NEW YORK ( -- Dell said Thursday it's taking steps to "simplify" computer prices for consumers and small businesses, starting by cutting down on the number of mail-in rebates for its products.

The moves are aimed at making the buying process easier, the company said, and are part of a $100 million effort to overhaul its troubled customer service operations.


Dell (down $0.16 to $22.22, Charts) said it will also cut down on the frequency and complexity of promotions tied to its Dimension desktop computers and Inspiron laptops. The company will make the moves over the next 12 to 18 months and expects a steep drop in promotions.

"We know customers want an easy shopping experience and the best price at time of purchase. They also don't like rebates," Dell senior vice president Ro Parr said on a conference call. "We decided to reduce rebates and provide immediate service at the time of purchase."

Parra said that at the same time Dell is reducing rebates, the list prices of its computers will come down.

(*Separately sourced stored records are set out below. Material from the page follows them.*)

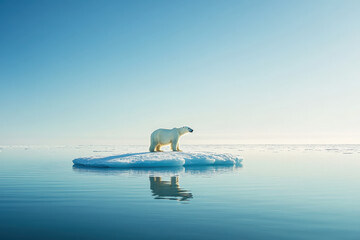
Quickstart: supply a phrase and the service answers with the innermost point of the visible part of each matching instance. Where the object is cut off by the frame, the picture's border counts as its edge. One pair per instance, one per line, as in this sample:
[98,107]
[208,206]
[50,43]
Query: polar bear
[162,137]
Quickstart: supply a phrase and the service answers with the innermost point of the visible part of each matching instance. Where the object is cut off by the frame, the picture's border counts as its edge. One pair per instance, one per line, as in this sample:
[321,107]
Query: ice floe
[159,159]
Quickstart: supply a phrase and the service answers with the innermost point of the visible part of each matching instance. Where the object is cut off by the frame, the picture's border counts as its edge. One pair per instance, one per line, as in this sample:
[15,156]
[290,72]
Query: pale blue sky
[111,72]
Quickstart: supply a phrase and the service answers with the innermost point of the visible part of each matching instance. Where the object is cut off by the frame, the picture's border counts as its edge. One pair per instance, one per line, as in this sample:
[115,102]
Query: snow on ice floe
[159,159]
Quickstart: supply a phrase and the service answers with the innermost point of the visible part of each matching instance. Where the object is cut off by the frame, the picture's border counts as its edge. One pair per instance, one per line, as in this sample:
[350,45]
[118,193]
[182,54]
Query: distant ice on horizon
[160,159]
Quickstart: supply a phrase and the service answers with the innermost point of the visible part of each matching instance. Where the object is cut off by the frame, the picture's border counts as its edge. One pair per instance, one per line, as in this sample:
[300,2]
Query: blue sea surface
[279,192]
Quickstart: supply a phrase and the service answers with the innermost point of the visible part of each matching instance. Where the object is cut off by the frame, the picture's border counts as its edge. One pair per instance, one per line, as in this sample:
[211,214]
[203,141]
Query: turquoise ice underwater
[279,192]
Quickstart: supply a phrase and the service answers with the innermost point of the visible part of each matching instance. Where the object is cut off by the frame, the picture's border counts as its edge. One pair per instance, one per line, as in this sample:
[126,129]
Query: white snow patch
[159,159]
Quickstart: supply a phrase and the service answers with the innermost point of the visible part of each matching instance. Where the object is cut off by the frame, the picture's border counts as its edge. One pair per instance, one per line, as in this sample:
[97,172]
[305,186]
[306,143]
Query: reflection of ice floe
[168,189]
[159,159]
[164,171]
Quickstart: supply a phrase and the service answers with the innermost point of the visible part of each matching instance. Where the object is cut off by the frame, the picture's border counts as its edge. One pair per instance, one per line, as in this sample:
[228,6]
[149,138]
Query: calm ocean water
[279,192]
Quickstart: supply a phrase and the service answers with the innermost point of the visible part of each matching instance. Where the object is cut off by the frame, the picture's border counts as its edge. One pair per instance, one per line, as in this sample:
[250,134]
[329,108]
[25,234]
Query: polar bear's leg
[174,145]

While he declined to give specific details on the price cuts, he stressed that the reduction of promotions will not mean that consumers will pay more than they did with rebates.

Taking customer feedback seriously

"All we are saying is that over time, list pricing will come down and we'll do less promotions," he said. "Ultimately the customer will continue to get the same value... the net price customers pay will change little."

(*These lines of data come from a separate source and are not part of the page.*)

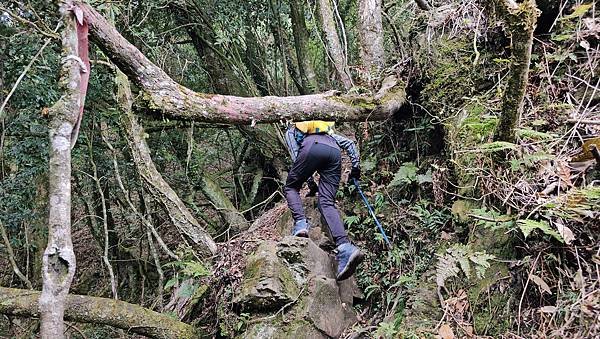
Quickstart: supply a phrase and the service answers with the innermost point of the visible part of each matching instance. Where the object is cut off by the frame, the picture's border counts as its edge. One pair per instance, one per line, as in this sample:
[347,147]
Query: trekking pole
[372,213]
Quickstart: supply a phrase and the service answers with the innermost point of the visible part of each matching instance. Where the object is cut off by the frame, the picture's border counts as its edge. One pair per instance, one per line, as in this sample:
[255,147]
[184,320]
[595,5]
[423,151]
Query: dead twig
[11,257]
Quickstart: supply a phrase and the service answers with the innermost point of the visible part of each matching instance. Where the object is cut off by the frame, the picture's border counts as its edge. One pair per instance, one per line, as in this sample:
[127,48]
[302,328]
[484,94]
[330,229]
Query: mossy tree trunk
[58,261]
[164,97]
[336,53]
[215,194]
[308,79]
[370,29]
[80,308]
[179,214]
[521,19]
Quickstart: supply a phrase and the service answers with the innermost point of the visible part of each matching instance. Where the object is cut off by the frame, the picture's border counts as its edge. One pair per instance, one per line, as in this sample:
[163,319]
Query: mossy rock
[267,284]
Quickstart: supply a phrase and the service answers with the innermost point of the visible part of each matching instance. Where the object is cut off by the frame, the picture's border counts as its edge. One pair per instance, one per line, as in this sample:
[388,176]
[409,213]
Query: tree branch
[164,97]
[103,311]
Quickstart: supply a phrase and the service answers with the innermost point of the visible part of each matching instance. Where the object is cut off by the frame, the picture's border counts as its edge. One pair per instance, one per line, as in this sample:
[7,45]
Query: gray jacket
[293,138]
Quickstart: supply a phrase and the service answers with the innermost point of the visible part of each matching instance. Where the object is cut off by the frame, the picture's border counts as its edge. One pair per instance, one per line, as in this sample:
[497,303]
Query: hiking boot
[348,258]
[301,228]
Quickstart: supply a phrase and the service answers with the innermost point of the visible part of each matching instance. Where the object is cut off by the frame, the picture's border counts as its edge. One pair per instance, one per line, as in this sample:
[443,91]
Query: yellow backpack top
[315,126]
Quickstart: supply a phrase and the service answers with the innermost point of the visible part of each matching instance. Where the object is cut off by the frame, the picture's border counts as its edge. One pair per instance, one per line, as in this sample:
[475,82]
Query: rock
[300,329]
[267,284]
[305,258]
[349,292]
[325,309]
[297,273]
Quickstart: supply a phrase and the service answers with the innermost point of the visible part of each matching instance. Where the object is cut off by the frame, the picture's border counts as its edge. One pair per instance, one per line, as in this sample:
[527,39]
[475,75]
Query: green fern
[496,146]
[526,133]
[461,258]
[527,226]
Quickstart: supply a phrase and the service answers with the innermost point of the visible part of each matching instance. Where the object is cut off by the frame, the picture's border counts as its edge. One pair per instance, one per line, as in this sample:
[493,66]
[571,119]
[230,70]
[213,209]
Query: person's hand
[312,187]
[354,174]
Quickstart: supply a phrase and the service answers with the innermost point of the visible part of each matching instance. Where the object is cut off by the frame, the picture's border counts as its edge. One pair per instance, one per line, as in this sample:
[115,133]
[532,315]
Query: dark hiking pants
[321,154]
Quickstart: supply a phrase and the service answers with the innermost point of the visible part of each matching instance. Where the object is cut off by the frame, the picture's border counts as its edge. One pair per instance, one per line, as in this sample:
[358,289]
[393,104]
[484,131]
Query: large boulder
[268,284]
[289,287]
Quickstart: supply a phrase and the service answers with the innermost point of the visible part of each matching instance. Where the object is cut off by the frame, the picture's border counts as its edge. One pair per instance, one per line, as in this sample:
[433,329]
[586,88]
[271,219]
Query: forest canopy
[143,161]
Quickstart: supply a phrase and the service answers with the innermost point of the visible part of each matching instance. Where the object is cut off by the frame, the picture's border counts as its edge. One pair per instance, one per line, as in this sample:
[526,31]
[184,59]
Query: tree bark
[177,211]
[166,98]
[232,217]
[58,261]
[370,29]
[332,42]
[103,311]
[308,79]
[521,19]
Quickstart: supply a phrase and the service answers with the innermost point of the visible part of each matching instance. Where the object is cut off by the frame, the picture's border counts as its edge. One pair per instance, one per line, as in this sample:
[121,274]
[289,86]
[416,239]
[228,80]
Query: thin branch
[20,78]
[11,257]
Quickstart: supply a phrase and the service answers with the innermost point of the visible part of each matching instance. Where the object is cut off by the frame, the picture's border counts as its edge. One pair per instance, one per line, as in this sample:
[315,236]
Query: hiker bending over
[315,148]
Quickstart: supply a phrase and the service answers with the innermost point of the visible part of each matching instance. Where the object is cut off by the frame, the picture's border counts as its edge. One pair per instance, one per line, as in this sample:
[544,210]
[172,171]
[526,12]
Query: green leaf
[423,178]
[195,269]
[482,263]
[368,165]
[578,11]
[496,146]
[527,225]
[527,133]
[407,173]
[172,282]
[187,290]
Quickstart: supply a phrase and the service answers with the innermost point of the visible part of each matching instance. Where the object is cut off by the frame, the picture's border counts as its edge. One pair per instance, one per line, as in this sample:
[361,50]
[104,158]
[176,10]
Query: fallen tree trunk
[164,97]
[103,311]
[521,19]
[177,211]
[58,261]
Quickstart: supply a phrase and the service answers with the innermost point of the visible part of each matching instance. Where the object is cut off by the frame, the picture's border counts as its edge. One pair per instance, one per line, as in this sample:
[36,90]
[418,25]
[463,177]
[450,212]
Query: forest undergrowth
[490,239]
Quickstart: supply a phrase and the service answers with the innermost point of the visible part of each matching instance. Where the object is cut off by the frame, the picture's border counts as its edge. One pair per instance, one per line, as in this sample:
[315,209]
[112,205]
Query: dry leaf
[566,233]
[541,283]
[564,173]
[548,309]
[445,332]
[468,331]
[78,14]
[584,44]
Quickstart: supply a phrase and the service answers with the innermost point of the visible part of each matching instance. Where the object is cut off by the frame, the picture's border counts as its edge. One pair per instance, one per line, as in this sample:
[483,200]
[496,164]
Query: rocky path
[289,288]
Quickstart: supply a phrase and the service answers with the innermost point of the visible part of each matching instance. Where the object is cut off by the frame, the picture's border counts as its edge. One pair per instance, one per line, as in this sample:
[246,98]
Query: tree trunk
[332,42]
[370,32]
[165,97]
[103,311]
[58,262]
[308,79]
[521,20]
[232,217]
[221,68]
[177,211]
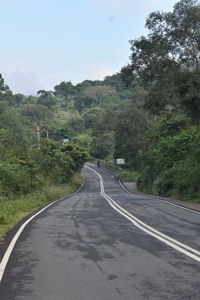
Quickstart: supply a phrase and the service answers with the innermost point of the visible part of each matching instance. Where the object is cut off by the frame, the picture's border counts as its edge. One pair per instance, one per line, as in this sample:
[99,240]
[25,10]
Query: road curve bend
[104,243]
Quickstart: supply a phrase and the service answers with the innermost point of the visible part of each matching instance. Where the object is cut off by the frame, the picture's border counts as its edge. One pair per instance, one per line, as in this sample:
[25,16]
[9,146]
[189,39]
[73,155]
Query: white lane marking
[9,250]
[164,201]
[193,253]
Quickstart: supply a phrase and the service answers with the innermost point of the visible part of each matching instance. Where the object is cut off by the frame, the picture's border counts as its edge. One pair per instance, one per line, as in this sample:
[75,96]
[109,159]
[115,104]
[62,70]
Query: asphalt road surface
[87,247]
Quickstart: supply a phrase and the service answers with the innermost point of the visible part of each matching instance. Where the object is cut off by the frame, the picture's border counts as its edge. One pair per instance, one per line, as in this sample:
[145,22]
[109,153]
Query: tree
[99,93]
[171,48]
[39,116]
[5,93]
[64,89]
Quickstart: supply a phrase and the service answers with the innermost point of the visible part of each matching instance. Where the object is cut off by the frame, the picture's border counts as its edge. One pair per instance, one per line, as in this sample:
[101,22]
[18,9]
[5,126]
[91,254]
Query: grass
[13,209]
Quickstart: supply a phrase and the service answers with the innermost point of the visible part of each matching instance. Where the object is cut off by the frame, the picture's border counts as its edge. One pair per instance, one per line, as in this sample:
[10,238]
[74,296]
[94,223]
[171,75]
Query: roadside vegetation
[148,113]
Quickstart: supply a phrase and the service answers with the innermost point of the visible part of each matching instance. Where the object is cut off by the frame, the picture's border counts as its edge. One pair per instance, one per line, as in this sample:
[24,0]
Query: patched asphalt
[80,248]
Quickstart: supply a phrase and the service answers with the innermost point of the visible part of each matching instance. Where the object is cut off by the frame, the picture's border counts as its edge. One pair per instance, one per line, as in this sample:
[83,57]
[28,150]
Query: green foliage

Parr said the moves are aimed at making purchasing decisions easier, and are a direct response to customer feedback.

"What I hear from customers is, 'I'm not sure that (the price) I got on the promotion today is going to be better than what I could get tomorrow'," he said. "This is really a reduction in complexity and we don't expect the net price that customers pay today will increase."

Samir Bhavnani, director of research for technology research firm Current Analysis, said the move reflects a trend in the industry to simplify pricing and reduce both the amount of paperwork customers have to deal with in order to get rebate checks, and the time they have to wait to get savings.

"At the end of the day, any time a company makes the buying process less complex, it's a win for the customer," said Bhavnani. "You don't want your customers to feel like they had to have majored in math to understand what they are getting and how much they are paying."

Parra said the moves are part of Dell's initiative, announced in April, to improve its customer service. Dell said in April it will spend $100 million and will add 2,000 U.S.-based customer service workers to its roster in an effort to get its customer service back on track.

Simplifying rebates

Dell said it will also start cutting the number of mail-in rebate offers for Dimension desktop computers later this year and will eventually do so for other electronics, accessories, software and services.

Parra said in the statement that starting on Aug. 1, Dell will switch to paperless rebates, which will make it easier for customers to electronically file for rebates and get their money back.

Bhanvnani said that along with other recent moves, such as the announcement it will carry AMD processors in some of its servers, Dell's announcement Thursday is a promising sign that the company is starting to take customer feedback more seriously.

The announcement comes at a critical time for Dell, which has battled slowing growth, a tepid PC market and a resurgent rival in Hewlett-Packard (Charts), as well as its service problems.

In addition to criticism about customer service, photos of a Dell laptop catching fire in Japan surfaced recently and spread rapidly on the Internet.

Dell said its engineering teams are working with the Consumer Product Safety Commission and an outside lab to find the cause of the failure and prevent a recurrence.

Dell shares tumbled about 4 percent Wednesday after a UBS analyst cut his price target for the stock. It was a tough day for tech stocks across the board, with the Nasdaq plunging about 1.8 percent.

The stock was little changed in afternoon trading Thursday.